Maybe you’re no stranger to the gym – but are you using your time there well? That’s another story. “There are more people exercising than any other time in history, thanks to a boom in health clubs and workout trends,” says Fairfax Hackley, a personal trainer and former bodybuilder. “But we are more obese, more sedentary, with more aches and pains and diseases than any other country.” Sticking to just one boring, same-old routine in your dark and gloomy gym won’t do it. Here are seven exercises men should consider adding to their daily routines:
Squats are versatile, and you can do them with no equipment. “The most important thing with the squat is proper form,” says Jim White, owner of Jim White Fitness & Nutrition Studios in Virginia Beach and Norfolk, Virginia. Stand tall with your feet at hip-width distance apart, shoulders relaxed. Look ahead to keep your neck aligned with your spine, and hold your arms straight in front of you or on your hips. Slowly squat as if you’re about to take a seat in the coveted office chair behind you, keeping your heels planted on the ground and torso upright. Aim for eight to 12 reps.
Here’s another move that will keep your core and legs toned, White says. Make sure your upper body is straight, shoulders are back and relaxed and your chin is up. Step forward with one leg, and lower your hips until both knees are bent at a 90-degree angle. The front knee should be directly above the ankle; your other knee shouldn’t touch the floor. Maintain weight on your heels when you push back up to your standing position. Want a challenge? White suggests adding a bicep curl with dumbbells or walking forward during lunges to keep things interesting. Eight to 12 reps will do the trick.
Sweating it out for 20 to 40 minutes on the treadmill or elliptical might be the only kind of cardio you’re familiar with, but it won’t necesarily impact your metabolic rate – or how fast your body burns calories – says Nick Balestriere, a health coach at True Health Integrative Systems in Boca Raton, Florida. Consider adding an anaerobic exercise – like sprinting or jumping – when you’re done with an aerobic activity, which brings your exercise to a more intense level and boosts your metabolism in the process.
Take a deep breath. Namaste. “A lack of deep breathing really begins to exacerbate other problems in the human body,” Hackley says. To improve your breathing and flexibility, consider taking a yoga class. During intense yoga workouts, breathing slows down, as opposed to speeding up like it would during a brisk cardio routine. In addition to training your body to breathe, you’ll also stretch tight or unused muscles, White says. That’s important because inflexible muscles can lead to lower back problems, tightness and muscle tears, he adds.

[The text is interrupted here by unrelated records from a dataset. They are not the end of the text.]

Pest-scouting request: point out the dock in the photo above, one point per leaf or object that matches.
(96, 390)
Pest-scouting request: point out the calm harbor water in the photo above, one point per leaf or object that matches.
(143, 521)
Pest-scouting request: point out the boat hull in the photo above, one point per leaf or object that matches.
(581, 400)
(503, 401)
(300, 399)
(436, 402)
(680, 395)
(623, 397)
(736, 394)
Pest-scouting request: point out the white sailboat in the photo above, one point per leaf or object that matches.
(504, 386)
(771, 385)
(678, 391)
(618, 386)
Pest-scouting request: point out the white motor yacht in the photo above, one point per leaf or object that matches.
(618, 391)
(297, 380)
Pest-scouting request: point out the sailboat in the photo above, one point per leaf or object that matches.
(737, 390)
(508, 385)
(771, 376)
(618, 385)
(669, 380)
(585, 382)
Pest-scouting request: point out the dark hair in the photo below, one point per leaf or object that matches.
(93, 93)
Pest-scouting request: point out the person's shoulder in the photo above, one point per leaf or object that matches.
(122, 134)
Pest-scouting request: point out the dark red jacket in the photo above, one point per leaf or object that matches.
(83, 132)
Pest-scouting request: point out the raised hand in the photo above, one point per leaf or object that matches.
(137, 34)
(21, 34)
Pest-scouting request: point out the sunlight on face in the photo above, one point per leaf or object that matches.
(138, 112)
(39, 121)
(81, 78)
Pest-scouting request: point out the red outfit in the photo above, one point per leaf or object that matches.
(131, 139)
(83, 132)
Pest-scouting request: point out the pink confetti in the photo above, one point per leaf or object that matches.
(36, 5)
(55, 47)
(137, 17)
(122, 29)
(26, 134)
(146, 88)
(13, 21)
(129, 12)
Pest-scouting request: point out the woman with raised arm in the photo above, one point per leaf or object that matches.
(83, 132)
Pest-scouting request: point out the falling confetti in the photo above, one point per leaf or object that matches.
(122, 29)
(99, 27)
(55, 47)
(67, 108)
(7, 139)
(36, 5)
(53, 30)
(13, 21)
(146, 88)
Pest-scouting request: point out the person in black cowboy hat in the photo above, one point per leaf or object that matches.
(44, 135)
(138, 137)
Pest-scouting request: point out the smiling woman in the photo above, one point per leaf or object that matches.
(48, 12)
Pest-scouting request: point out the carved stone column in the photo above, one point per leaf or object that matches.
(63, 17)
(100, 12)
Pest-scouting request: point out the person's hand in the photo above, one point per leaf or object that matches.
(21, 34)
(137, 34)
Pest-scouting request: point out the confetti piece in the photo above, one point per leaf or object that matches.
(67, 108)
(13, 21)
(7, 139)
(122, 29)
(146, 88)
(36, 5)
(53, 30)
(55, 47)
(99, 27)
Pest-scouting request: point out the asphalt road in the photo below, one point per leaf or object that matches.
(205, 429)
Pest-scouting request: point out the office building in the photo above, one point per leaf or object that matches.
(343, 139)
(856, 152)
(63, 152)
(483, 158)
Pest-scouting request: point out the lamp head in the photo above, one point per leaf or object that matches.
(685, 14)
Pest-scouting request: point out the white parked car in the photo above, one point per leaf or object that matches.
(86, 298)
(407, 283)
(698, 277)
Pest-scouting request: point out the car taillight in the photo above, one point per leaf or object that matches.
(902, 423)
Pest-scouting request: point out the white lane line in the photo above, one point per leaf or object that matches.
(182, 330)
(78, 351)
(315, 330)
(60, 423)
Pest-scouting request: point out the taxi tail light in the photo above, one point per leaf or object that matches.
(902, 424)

Ugh! Planks. You love them or hate them, but this grunt-worthy exercise will strengthen your core. “They’re great for spinal stability and back pain,” Balestriere says. Get low to the ground as if you’re going to do a pushup, with your elbows bent 90 degrees and both forearms resting on the floor. Keep your body a straight line from the top of your head to the tips of your heels. Cup your wrists together if they hurt from the pressure. “Start off trying to do it as long as you can, then try to beat that every day,” White says.
6. Body-weight resistance
Building muscle isn’t just for bodybuilders. When you’re doing resistance exercises, you’re building and maintaining the amount of thickness in your bones, otherwise referred to as bone mass and density. This kind of exercise is easy to squeeze into your daily routine, too, even if you’re on the road. Balestriere suggests purchasing inexpensive suspension straps, which you can carry in your bag. “You have the ability to do single arm chest presses, leg curls and core work, and you don’t even need to leave your hotel room,” Balestriere says. “Resistance training is extremely important for both genders in preventing osteoporosis.”
7. Functional training
Functional exercises train the muscles that are used for everyday activities like mowing the lawn – such as the chest, triceps, quads, hamstrings, glutes and calves. “Functional training can make you stronger for your job,” Balestriere says. By sprinting, jumping, lifting, twisting and bending, you prepare your body for common daily tasks by simulating the movements they require. You might, for example, incorporate kettlebells and weights into your lunges to simulate vacuuming, or do deadlifts to work the muscles you’ll need for yardwork.